Mass: 2,100 kilograms (4,600 pounds) at launch; 825 kilograms (about 1,800 pounds) during mission
Science instruments: Dual cameras, infrared spectrometer and radiometer, ultraviolet spectrometer, photopolarimeter, plasma detector, low-energy charged particle detector, cosmic ray detector, magnetometer, planetary radio astronomy, plasma wave detector


In the 1960s, mission designers recognized that a unique opportunity was going to present itself more than a decade later. Starting in the late 1970s, the giant gaseous outer planets -- Jupiter, Saturn, Uranus and Neptune -- would line up in such a way that single spacecraft might hop from one to the next, using the gravity of each one to keep speeding it on its way.
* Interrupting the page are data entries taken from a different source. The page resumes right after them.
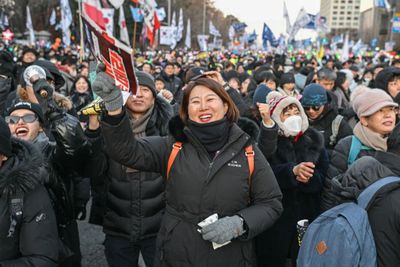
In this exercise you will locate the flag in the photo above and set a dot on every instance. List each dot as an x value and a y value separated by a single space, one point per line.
383 4
53 18
231 33
213 31
180 26
92 9
123 31
108 17
286 16
345 51
137 14
29 26
116 3
188 40
66 20
268 35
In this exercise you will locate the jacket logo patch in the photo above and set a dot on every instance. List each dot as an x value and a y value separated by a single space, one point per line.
321 247
234 164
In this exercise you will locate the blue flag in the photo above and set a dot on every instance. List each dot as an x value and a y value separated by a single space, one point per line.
137 14
268 35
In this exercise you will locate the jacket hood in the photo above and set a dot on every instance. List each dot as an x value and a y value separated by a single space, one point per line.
176 127
23 171
360 175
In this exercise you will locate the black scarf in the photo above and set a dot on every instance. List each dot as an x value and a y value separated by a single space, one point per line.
213 136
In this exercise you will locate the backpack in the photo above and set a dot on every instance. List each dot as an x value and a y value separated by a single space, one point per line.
335 129
249 152
355 148
342 235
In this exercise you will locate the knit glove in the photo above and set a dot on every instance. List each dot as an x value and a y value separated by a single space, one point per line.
104 86
223 230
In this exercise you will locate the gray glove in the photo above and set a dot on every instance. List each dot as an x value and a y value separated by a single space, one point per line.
223 230
104 86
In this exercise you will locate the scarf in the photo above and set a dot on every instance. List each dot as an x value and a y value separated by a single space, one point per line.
370 138
213 136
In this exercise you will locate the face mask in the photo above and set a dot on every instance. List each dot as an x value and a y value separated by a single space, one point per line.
293 125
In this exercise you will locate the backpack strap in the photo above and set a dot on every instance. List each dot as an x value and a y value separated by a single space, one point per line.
355 148
16 206
335 129
368 193
176 147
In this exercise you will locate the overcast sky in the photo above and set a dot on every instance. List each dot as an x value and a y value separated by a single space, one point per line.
256 12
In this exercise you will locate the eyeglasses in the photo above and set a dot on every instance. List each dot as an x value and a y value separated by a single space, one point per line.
316 108
28 118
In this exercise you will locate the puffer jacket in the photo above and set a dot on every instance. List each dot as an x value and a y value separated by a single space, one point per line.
384 210
199 187
135 199
35 240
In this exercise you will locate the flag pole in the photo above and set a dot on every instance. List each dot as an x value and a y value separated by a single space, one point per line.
134 33
82 51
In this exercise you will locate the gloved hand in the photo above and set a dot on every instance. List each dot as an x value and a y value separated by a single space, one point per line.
80 213
104 86
223 230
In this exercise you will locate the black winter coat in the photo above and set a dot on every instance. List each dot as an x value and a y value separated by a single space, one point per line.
198 188
135 200
35 240
300 201
324 125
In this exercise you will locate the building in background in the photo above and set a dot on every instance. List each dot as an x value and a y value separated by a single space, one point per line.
342 16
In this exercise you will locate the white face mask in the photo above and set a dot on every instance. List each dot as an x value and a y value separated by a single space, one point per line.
293 125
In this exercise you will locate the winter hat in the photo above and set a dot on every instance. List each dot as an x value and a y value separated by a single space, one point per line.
35 108
146 80
278 102
314 95
260 94
5 138
287 78
370 101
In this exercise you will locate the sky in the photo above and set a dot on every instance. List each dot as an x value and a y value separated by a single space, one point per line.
255 12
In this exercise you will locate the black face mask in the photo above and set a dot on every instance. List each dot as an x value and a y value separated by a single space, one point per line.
213 136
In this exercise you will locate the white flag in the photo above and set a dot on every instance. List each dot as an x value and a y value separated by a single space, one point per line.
66 20
108 16
29 26
188 40
53 17
286 16
180 26
213 30
116 3
345 51
123 30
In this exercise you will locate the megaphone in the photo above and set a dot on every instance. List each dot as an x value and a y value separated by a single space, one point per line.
96 107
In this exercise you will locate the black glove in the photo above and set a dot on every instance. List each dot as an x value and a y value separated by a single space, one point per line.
80 213
104 86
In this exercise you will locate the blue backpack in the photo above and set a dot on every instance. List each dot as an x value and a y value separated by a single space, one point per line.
342 235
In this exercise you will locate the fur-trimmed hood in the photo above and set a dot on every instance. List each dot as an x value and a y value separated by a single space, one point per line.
61 100
23 171
176 127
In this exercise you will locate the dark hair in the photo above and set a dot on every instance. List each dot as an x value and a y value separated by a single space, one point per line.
232 114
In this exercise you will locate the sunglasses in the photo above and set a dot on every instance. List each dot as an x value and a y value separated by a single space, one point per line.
28 118
316 108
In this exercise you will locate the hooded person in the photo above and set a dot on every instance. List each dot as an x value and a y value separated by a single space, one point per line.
134 202
28 228
377 113
299 164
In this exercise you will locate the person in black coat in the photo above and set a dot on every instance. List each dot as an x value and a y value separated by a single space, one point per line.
135 199
30 238
322 113
299 164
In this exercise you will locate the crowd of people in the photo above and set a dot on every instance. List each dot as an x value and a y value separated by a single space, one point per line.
212 163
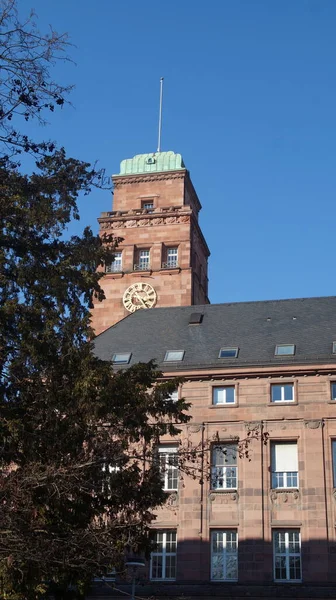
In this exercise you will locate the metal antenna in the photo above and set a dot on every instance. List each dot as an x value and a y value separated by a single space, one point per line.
160 115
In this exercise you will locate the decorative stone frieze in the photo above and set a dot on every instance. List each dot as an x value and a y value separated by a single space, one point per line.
224 497
253 426
194 428
140 222
120 180
314 424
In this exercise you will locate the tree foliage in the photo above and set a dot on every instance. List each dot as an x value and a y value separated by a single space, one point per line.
27 90
76 489
74 492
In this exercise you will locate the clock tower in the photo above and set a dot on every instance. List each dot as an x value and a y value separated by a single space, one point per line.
163 258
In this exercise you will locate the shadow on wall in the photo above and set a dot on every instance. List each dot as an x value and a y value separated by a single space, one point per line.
306 569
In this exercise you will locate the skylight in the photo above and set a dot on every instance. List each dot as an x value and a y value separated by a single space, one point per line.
121 358
173 355
284 350
228 352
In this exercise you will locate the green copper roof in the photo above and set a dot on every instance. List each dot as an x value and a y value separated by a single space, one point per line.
155 162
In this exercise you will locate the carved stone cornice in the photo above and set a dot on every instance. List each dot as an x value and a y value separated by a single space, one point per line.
285 496
224 496
253 426
139 221
119 180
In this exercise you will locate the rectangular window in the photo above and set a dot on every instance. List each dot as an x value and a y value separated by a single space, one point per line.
228 353
173 396
174 355
282 392
143 260
284 350
171 258
148 205
287 555
333 390
223 395
121 358
168 456
224 467
333 448
116 264
224 555
284 459
163 557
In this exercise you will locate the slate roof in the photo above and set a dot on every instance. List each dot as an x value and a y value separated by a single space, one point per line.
254 327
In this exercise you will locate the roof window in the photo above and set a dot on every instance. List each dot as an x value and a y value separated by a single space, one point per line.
121 358
173 355
228 352
284 350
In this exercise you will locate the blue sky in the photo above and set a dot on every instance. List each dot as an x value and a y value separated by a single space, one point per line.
250 103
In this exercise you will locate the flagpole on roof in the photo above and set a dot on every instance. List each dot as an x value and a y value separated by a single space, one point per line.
160 115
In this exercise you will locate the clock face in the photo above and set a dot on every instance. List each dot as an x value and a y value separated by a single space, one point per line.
139 295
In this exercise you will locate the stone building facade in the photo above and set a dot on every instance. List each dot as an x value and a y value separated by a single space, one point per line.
155 213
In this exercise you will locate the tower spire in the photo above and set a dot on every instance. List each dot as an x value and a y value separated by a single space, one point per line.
160 115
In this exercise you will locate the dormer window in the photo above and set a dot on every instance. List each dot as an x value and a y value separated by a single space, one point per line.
174 355
121 358
228 352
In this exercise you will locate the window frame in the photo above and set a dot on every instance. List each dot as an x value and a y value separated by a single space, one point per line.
169 471
146 263
333 460
222 471
121 362
234 349
115 263
164 554
174 263
287 555
332 395
147 205
166 359
282 384
223 387
224 554
285 474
Taking advantage of this alignment -- which occurs only once every 175 years -- NASA approved the Voyager Project, designed to send twin spacecraft to the outer solar system.

Voyager 2 was launched first from Cape Canaveral, Florida, on August 20, 1977; Voyager 1 was launched on a faster, shorter trajectory on September 5, 1977. Both spacecraft were delivered to space aboard Titan-Centaur expendable rockets. Voyager 1 made its closest approach to Jupiter on March 5, 1979, and Voyager 2 followed with its closest approach occurring on July 9, 1979. The first spacecraft flew within 206,700 kilometers (128,400 miles) of the planet's cloud tops, and Voyager 2 came within 570,000 kilometers (350,000 miles).

The Voyager 1 and 2 Saturn flybys occurred nine months apart, with the closest approaches falling on November 12 and August 25, 1981. Voyager 1 flew within 124,000 kilometers (77,000 miles) of the cloud tops, while Voyager 2 came within 100,800 kilometers (62,600 miles).

Voyager 1's flight path at Saturn bent it up and away from the ecliptic, the plane in which most planets orbit the Sun. Voyager 2, meanwhile, continued on for two more planetary encounters. Voyager 2 flew by Uranus on January 24, 1986, coming within 81,500 kilometers (50,600 miles) of the planet's cloud tops. Voyager 2 made a final flyby of Neptune on August 25, 1989, passing within 5,000 kilometers (3,000 miles). At the time, the planet was the most distant member of the solar system from the Sun. (Pluto once again became most distant in 1999.)

Following their planet flybys, both Voyagers are heading out of the solar system. Flight controllers believe both spacecraft will continue to operate and send back valuable data until at least the year 2020. On February 17, 1998, Voyager 1 passed the Pioneer 10 spacecraft to become the most distant human-made object in space.